1) Là où le gouvernement et l’UMP prônent la précarité et l’exclusion, le PS propose la sécurité et l’insertion pour l’emploi durable des jeunes.

Le chômage des jeunes frappe massivement les jeunes les moins qualifiés. Une action prioritaire doit être menée en leur faveur. Le CPE ne répondra pas à leurs besoins : en ne leur permettant pas d’acquérir une qualification, il les maintiendra éloignés du marché de l’emploi

Au contraire, le dispositif « emplois sécurité insertion » vise à garantir au jeune une insertion durable dans l’emploi grâce à la sécurité que constitue une véritable qualification.

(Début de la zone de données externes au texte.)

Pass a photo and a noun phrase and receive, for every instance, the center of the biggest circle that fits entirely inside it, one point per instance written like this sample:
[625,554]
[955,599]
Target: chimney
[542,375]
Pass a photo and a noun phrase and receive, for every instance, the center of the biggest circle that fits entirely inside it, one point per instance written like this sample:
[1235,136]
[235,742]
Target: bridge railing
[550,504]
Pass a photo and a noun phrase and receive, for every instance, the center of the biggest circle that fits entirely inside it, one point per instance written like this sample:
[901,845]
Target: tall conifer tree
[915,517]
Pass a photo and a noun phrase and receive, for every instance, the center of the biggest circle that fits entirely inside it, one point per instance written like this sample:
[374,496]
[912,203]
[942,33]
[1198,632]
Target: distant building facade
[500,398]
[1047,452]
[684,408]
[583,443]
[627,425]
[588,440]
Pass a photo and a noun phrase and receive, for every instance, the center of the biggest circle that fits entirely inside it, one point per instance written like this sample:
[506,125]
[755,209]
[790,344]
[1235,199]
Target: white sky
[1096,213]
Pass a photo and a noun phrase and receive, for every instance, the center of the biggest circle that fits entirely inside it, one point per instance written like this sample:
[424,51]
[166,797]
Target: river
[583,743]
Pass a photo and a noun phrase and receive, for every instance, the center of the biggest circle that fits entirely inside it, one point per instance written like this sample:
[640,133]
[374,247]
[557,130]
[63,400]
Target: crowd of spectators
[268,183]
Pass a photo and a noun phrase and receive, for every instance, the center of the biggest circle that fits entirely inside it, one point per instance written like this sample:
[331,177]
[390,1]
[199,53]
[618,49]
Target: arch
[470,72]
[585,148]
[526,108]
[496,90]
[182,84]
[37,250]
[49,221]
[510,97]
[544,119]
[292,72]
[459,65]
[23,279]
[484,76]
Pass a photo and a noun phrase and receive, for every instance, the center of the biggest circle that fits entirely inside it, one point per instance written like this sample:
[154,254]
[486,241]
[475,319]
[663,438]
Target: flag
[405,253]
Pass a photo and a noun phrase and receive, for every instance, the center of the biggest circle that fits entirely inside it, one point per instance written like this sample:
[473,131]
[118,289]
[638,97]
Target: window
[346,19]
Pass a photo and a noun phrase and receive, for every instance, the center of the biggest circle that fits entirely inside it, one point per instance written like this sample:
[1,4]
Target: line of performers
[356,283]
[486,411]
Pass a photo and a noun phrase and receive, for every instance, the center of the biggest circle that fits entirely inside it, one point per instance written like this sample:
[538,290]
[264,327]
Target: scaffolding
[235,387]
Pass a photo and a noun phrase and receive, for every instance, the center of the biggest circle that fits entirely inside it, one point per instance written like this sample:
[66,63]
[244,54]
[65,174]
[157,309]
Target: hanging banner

Tous les acteurs seront mobilisés : l’Etat, les régions, le service public de l’emploi et les entreprises.

2) Les emplois sécurité insertion et l’indispensable concertation avec les partenaires sociaux.

-  L’entrée dans le dispositif garantira une rémunération et donnera accès aux droits sociaux attachés aux autres formes de contrat de travail.

-  Elle sera précédée d’un bilan des savoirs et des compétences acquis et de la construction d’un projet de parcours professionnel.

-  Pendant toute la période sous contrat, le jeune sera accompagné par un conseiller « référent » de l’ANPE ou d’une mission locale. Les moyens du service public de l’emploi seront renforcés en conséquence. Les services sociaux pourront si nécessaire être associés à la démarche.

-  Les entreprises qui accueilleront ces jeunes bénéficieront d’une aide financière, sous forme d’exonération de charges. Cette aide sera majorée et prolongée en cas d’obtention de la qualification professionnelle prévue et d’embauche en CDI à l’issue du contrat. Une surtaxation du travail précaire et un réexamen des compensations actuellement attribuées aux entreprises (22 milliards d’euros) dégageront les ressources nécessaires à son financement.

-  Dans les entreprises où cela se justifie, la formation du jeune sera soutenue par un salarié « sénior », afin d’encourager la transmission d’expérience et la solidarité entre les générations dans un contexte de départs en retraites massifs.

Alors que le gouvernement veut imposer le CPE sans aucun dialogue social préalable, ce dispositif fera l’objet d’une négociation interprofessionnelle sur l’emploi des jeunes, qui sera lancée dès le début de la législature. Cette négociation nationale sera ensuite déclinée au niveau des branches professionnelles. Les régions, collectivités territoriales chefs de file en matière de formation, participeront activement à la mise en œuvre de ce nouveau dispositif.

10 ans après les emplois jeunes dans le secteur public, qui ont permis de mettre le pied à l’étrier à des dizaines de milliers de jeunes et que la droite a supprimés, les « emplois sécurité insertion » doivent permettre à des centaines de milliers de jeunes d’accéder à une véritable qualification et à un emploi durable dans le secteur privé.